Sie stehen beide abseits vom Weg, mitten im Obstgarten.

Sie beugt sich über den kleinen Quell, der kristallklar durch den Rasen fließt und nimmt eine purpurrote Apfelschale, die auf dem Grunde des Wässerleins lag, heraus.

Tropfend und rotleuchtend glänzt sie in des Mädchens fester Hand.

»Das tat die Marianne,« sagte sie beiläufig.

»Die muß besser eingespannt werden – die. Die zieht nicht an.«

»Wenn ich einmal heirate, hat sie alles zu übernehmen, was ich jetzt tue.«

»Maria, seit wann ist denn von einer Heirat die Rede? Das ist das erste Wort, das ich davon höre,« fragte der ernste, distinguiert aussehende Mann, der Typus des feinen Gelehrten aus gutem Hause; ein zartgliederiger, tadellos gekleideter Mensch, an dem vielleicht nur die Art zu blicken verrät, daß er zu der Menschenklasse gehört, die ein zu einseitiges, geistiges Leben führt.

Er hat etwas in der Art zu schauen, als hätte er die Kunst des Umherblickens nicht gelernt, etwas Weltfremdes, trotz seines weltmännischen Aeußern.

Und dies Weltfremde ließ ihn jünger erscheinen, als er wirklich war.

»Nein,« sagte das große, blonde Mädchen ruhig. »Es ist auch jetzt niemand da, den ich heiraten möchte; aber was nicht ist, kann werden. Ich bin vierundzwanzig.«

Sie warf die Apfelschale wie eine rotleuchtende Schlange weit von sich auf einen Komposthaufen, der neben einer Reihe von Gemüsebeeten aufgeschichtet war, und schaute ihr nach.

»Du bist Erde und sollst zu Erde werden,« sagte sie behaglich vor sich hin.

Der Gelehrte blickte sinnend vor sich hin.

»Ich muß jetzt sehen, daß ordentlich gedeckt wird.
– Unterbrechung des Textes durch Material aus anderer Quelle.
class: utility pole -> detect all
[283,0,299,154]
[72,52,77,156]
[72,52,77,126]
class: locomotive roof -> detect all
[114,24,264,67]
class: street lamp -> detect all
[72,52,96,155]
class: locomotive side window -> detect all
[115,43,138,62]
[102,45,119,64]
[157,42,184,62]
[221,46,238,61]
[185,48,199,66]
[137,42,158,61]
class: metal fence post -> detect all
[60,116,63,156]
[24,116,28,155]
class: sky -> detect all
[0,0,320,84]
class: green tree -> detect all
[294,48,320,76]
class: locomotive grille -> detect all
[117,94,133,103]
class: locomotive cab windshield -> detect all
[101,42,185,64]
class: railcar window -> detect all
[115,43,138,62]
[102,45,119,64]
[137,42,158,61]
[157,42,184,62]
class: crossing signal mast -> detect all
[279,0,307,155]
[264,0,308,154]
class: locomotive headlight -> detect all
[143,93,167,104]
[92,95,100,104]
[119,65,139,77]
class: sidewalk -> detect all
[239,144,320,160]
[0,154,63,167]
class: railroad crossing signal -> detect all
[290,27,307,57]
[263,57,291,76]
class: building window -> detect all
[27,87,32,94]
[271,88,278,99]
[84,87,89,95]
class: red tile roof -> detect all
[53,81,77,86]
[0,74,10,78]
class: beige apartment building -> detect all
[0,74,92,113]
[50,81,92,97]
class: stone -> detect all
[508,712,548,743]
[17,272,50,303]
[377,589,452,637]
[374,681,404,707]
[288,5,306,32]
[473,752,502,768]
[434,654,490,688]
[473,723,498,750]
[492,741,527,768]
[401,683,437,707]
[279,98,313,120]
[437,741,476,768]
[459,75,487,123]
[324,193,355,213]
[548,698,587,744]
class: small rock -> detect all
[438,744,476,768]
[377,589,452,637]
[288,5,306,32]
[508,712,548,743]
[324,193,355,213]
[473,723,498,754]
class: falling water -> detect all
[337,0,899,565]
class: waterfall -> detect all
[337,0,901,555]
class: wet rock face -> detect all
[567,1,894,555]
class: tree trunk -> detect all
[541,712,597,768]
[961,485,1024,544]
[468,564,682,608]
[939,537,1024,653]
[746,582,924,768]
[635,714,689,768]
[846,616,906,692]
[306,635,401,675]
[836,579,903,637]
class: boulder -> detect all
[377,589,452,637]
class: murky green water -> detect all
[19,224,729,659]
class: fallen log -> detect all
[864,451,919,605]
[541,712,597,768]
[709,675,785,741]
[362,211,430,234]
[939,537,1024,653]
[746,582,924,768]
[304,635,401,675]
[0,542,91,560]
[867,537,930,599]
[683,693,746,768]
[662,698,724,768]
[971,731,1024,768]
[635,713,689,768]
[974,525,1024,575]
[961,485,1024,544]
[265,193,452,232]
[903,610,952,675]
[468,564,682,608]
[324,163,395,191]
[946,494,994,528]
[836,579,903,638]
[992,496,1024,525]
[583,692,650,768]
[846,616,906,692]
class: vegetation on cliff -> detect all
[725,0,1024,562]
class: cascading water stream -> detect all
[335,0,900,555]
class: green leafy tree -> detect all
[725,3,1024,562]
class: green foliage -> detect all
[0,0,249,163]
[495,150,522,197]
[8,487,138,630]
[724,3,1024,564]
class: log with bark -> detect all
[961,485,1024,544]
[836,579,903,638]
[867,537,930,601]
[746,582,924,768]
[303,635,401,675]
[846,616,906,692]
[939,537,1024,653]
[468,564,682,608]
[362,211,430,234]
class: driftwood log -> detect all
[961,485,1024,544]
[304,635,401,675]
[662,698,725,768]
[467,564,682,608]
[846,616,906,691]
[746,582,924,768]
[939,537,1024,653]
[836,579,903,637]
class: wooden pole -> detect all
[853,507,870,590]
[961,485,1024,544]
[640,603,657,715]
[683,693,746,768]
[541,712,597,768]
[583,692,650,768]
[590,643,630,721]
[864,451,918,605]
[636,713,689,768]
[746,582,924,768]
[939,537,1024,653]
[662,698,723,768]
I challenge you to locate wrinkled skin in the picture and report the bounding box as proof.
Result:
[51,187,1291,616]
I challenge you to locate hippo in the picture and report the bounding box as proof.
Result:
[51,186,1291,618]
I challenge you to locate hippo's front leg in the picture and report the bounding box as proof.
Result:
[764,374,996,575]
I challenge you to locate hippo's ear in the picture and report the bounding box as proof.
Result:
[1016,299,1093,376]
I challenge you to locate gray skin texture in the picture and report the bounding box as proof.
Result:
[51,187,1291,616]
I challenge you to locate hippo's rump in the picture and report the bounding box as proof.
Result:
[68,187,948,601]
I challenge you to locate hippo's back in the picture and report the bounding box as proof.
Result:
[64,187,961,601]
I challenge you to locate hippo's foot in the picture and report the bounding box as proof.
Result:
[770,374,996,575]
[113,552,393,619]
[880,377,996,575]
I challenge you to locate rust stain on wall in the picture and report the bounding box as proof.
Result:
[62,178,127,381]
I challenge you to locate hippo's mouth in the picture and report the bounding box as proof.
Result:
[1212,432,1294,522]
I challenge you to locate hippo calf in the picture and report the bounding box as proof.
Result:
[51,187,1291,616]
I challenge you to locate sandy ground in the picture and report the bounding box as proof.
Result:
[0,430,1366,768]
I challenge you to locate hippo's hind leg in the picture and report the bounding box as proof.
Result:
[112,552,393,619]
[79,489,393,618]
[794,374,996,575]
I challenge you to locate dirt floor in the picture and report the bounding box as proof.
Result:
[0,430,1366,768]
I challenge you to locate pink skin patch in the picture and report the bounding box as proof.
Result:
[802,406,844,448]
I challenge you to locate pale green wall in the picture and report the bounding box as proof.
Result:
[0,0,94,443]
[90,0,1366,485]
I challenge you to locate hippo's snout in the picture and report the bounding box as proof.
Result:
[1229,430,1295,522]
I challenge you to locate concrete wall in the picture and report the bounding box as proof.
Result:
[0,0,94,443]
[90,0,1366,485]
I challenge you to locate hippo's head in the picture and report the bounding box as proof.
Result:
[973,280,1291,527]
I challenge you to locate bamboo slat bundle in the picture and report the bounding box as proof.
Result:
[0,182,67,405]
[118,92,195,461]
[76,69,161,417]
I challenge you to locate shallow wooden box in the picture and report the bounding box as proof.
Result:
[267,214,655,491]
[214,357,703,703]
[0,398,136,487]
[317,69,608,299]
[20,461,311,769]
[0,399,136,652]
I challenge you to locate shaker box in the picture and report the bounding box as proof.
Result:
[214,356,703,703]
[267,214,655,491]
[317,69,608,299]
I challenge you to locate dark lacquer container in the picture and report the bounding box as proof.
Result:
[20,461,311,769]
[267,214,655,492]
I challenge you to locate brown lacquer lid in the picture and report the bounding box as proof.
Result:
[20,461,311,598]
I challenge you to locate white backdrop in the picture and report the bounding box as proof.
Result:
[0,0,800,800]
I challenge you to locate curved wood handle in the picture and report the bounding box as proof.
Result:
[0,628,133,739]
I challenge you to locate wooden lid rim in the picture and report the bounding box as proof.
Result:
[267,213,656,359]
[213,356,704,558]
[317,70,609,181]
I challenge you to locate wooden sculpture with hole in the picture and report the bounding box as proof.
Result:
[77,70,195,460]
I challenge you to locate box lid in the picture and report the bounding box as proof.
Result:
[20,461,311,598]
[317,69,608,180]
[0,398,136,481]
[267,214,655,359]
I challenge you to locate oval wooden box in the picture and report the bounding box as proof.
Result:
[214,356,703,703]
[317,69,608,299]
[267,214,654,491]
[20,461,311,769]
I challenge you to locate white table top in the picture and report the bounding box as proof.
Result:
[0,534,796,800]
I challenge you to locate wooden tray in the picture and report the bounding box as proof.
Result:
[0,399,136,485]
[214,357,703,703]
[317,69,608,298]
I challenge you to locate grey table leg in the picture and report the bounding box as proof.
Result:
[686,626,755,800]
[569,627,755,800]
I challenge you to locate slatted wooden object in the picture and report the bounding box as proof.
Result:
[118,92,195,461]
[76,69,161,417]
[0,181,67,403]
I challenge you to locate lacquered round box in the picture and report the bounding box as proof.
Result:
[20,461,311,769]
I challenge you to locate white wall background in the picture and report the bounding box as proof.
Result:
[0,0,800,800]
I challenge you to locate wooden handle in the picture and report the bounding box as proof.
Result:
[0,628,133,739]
In einer halben Stunde ist Essenszeit.«

»Sie verwöhnen Marianne.«

»Vor der Hand muß sie erzogen werden. Nein, nein, verwöhnen tue ich nicht. Bei uns muß jedes an seine Pflicht glauben, sonst ging's vollends drunter und drüber.« Er begleitete sie.

»Sagen Sie, Maria, – es steht nicht gut mit Ihrem Vater?«

»Nein.«

»Ei – ei – ei –, daß . . .«

»Da ist gar nichts zu wollen, das ist eine alte Geschichte, die Immenbachs kommen auf keinen grünen Zweig, und der arme Vater ist nicht der Mann, der Glück hat. Hier hätte eine harte Hand was ausgerichtet. – Und dann haben die letzten Krankheitsjahre der Mutter ihn stark mitgenommen.«

Das Mädchen sprach ruhig und einfach, wie Städtekinder nicht zu sprechen pflegen.

Kurz und gut, die Immenbachs kommen auf keinen grünen Zweig. Das war eine ganz einfache Tatsache, mit der sie sich abgefunden hatte. Es klang nicht traurig, nicht bedrückt, nicht klagend.

Sie sagte das so kernig kräftig wie jenes: Du bist Erde und sollst zu Erde werden.

Sie hat eine sonnedurchschienene Stimme, so warm, man denkt an Erd- und Laubgeruch, an Bäume mit Obst beladen, an wogende, gelbe Kornfelder, wenn sie spricht.

Oder erschien das dem Professor nur so, weil er seit Tagen diese Stimme unter beladenen Bäumen, im duftenden Garten, auf schmalen Wegen zwischen unermeßlich weitem, goldenem Korngewoge gehört hatte.

Ihm schien's, als wäre er in diesen Tagen an dieser Stimme gesundet.

So hirnmüde, so abgearbeitet und gehetzt ist er gewesen, als er sich entschlossen hatte, bei seinem alten Jugendfreund einzukehren und einmal in dieser Stille auszuruhen.

Hier, in diesem alten, einfachen Gutshause hatte er den Laub- und Wiesen- und Waldfrieden gefunden, – den sommerlichen Gartenfrieden. Er war hier in etwas ganz Sonderbares hineingeraten, ins Träumen mit wachen Augen, in ein junges, längst vergessenes Träumen. Das war ihm über die Glieder geflossen wie ein laues Bad. Ja, aber er hatte auch noch nie den wahren und vollen Landfrieden genossen, nie in seinem ganzen Leben wie jetzt.

Sommerfrischen aller Art, mit so und so viel abgehetzten Städtemenschen, die sich in irgendeinem Hotel zusammengefunden, das hatte er alljährlich immer wieder kennen gelernt; das fieberhaft eilige Naturgenießen von einem möglichst lärmreichen, unruhigen Hotelzentrum aus.

Aber hier! da war man außer der Welt, wie in Korngewoge begraben, wie eins mit dem Laub- und Erdgeruch – da gehörte man mit dazu, da wurde man eingesogen. Da ging man ein und aus und war daheim unter der großen Himmelsglocke.

Ach – das war so einfach – so einfach, so wehmütig zu Herzen gehend.

Immer und immer wieder war es ihm zumute, als hätte er Unsägliches verloren. Oft überkam ihn eine große Traurigkeit. Sein Leben erschien ihm so unsinnig, so ungemütlich, so unheimisch auf Erden. Er, der hochangesehene Mann, kam sich arm und elend vor.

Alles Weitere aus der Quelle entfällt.